Sie lauschte der Rockballade, die im Radio spielte, der gestrige Abend ging ihr nicht aus dem Kopf. Sie fragte sich, wie viele Frauen vor ihr in die Fänge dieser Straßengang geraten waren. Das, was jetzt gegen diese Jungs vorlag, würde reichen, um sie für eine Weile aus dem Verkehr zu ziehen. Körperverletzung und versuchte Vergewaltigung, und das gegen eine Mitarbeiterin der Kripo. Außerdem hatte man bei zweien von ihnen Designerdrogen gefunden, mit denen sie eine ganze Schule hätten vergiften können.

„Ich habe bei weitem nicht alle Adressen geschafft, die auf meiner Liste stehen. Seid ihr fertig geworden?“

„Keiner von uns“, antwortete Sands. „Ich denke, dass noch einmal ein ganzer Tag dabei draufgehen wird. Whitefield war nicht gerade angetan, dass die Aktion bislang ergebnislos verlaufen ist.“

„Er bekommt wohl wieder Druck von oben.
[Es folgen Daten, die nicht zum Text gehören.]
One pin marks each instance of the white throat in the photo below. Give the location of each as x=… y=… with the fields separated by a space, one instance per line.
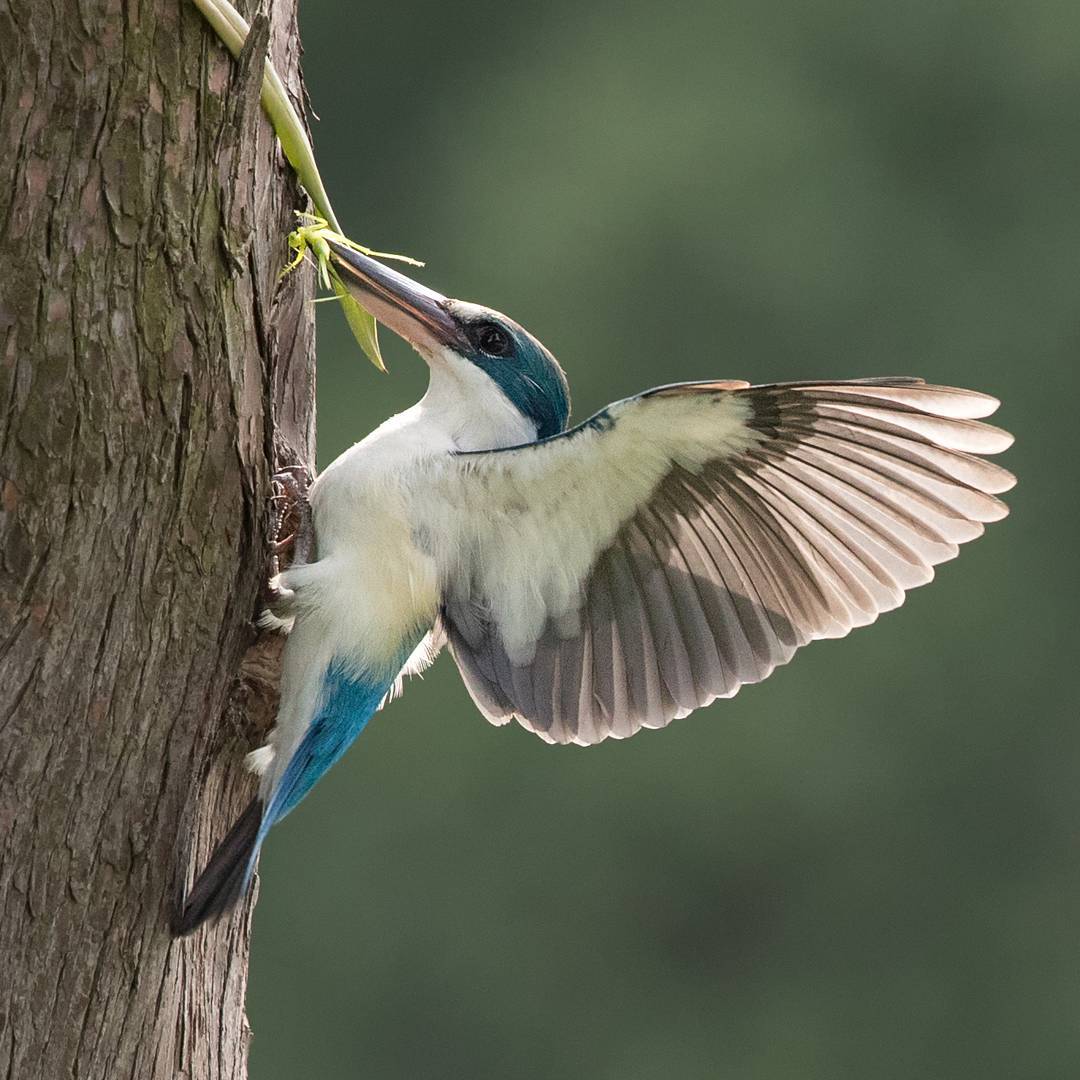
x=470 y=407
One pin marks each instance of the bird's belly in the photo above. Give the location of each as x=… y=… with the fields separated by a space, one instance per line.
x=377 y=592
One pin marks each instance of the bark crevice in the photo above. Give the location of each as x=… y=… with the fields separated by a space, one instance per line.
x=153 y=374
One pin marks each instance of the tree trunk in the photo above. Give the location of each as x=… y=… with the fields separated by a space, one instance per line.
x=152 y=374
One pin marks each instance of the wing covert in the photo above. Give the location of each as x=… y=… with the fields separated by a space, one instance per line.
x=686 y=542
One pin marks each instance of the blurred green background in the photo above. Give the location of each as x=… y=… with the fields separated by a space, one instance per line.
x=867 y=865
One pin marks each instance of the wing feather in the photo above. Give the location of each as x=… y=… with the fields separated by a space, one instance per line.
x=686 y=542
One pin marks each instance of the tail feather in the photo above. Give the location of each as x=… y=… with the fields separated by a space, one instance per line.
x=227 y=874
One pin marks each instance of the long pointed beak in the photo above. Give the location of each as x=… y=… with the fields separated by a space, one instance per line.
x=413 y=311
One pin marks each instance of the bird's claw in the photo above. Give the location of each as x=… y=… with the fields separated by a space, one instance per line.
x=291 y=532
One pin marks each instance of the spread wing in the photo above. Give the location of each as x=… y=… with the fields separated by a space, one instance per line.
x=687 y=541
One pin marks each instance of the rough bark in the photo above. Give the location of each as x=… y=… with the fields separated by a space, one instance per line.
x=152 y=374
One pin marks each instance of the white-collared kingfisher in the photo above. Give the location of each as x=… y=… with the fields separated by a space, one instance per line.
x=601 y=579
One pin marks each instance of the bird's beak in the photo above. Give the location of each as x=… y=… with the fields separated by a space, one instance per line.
x=418 y=314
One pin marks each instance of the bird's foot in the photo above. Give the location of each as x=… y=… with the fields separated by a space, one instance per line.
x=292 y=538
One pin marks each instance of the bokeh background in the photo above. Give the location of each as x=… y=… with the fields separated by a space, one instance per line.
x=867 y=865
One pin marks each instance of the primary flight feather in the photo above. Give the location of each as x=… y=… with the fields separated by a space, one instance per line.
x=594 y=581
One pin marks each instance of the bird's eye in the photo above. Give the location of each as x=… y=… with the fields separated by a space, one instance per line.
x=493 y=339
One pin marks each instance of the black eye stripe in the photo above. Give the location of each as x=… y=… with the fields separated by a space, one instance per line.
x=491 y=339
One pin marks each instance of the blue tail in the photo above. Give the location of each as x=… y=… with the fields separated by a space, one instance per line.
x=347 y=705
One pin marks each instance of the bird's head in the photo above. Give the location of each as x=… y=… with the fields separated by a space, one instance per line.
x=466 y=338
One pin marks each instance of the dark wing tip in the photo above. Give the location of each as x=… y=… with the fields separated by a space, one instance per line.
x=226 y=877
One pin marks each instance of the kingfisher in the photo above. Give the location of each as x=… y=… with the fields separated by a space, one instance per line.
x=595 y=580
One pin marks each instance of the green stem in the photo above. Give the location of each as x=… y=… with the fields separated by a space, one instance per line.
x=231 y=27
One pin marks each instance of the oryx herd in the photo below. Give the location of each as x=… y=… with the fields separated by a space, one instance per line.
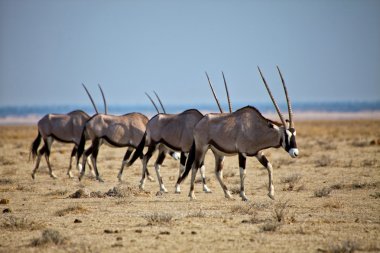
x=186 y=136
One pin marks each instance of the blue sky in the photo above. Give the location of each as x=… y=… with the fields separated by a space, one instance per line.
x=327 y=50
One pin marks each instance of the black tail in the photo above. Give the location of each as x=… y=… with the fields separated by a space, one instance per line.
x=138 y=152
x=189 y=163
x=81 y=144
x=34 y=147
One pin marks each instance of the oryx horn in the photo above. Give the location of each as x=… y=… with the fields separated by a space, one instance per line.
x=290 y=111
x=213 y=92
x=151 y=100
x=228 y=94
x=92 y=101
x=159 y=100
x=273 y=100
x=104 y=100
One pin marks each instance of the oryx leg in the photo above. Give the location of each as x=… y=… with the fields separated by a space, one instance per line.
x=125 y=159
x=86 y=154
x=203 y=176
x=219 y=174
x=71 y=160
x=198 y=162
x=264 y=161
x=182 y=165
x=94 y=156
x=48 y=143
x=242 y=163
x=157 y=166
x=40 y=153
x=145 y=161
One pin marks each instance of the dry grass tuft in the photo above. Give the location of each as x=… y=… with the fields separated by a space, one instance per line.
x=375 y=195
x=324 y=192
x=280 y=210
x=48 y=237
x=244 y=209
x=75 y=209
x=4 y=181
x=344 y=247
x=158 y=219
x=57 y=193
x=270 y=226
x=198 y=214
x=291 y=182
x=323 y=161
x=333 y=204
x=15 y=223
O’Brian sollte sich mit seiner ständigen Kritik zurückhalten. Es sitzt schließlich keiner untätig in der Gegend rum. Außer O’Brian selbst.“

„Das solltest du besser nicht laut sagen. Er wirft momentan verstärkt ein Auge auf dich, rein dienstlich natürlich.“

Sie schaute Sands überrascht an, war sich aber keiner Schuld bewusst. Sie hatte bislang immer korrekt und gewissenhaft gearbeitet und nie gemault, wenn Überstunden anstanden. Sie hatte, was ihre Dienstzeit beim Yard anging, ein völlig reines Gewissen, wenn man von ihrer Affäre mit Edward absah. Diese Geschichte gehörte aber eindeutig in ihr Privatleben und der Vergangenheit an. Also, was wollte O’Brian von ihr? „Wieso denn das?“

Er lächelte. „Weil ich der Meinung bin, dass wir dein Talent verschwenden. Ich habe O’Brian nahe gelegt, darüber nachzudenken. Anfang nächsten Jahres verlässt Tom Callagher den Yard. Ich habe dich für seinen Posten vorgeschlagen.“

„Als Inspektor? ... Das ist nicht dein Ernst! Ich hab noch nicht einmal vier Dienstjahre beim Yard.“

„Und steckst trotzdem einen Großteil der Kollegen locker in die Tasche.“

Beverly fühlte sich von diesem Gedanken völlig überrumpelt. Der Gedanke daran, welche Möglichkeiten sich ihr dadurch eröffneten, war verlockend. Aber die Vorstellung, sie würde dann nicht mehr mit Sands zusammenarbeiten, war ernüchternd. „Wie viele Bewerber gibt es noch?“

„Drei und Miller.“

Beverly lachte. „Ich wusste gar nicht, dass du so gemein sein kannst.“

„Sieh es einfach sachlich. Wenn Miller sein Alkoholproblem nicht endlich in den Griff bekommt, hat er ohnehin keine Chance.“

Sie seufzte. Sie musste das erst einmal verdauen. Locker bleiben, Evans. Mach dich nicht verrückt. Es bleibt eh alles beim Alten. Mit deinem Engelsgesicht hast du genauso gute Chancen, wie Miller mit seiner Whiskyfahne. Während sie sich mit diesem Gedanken beruhigte, erreichten sie die Werkstatt.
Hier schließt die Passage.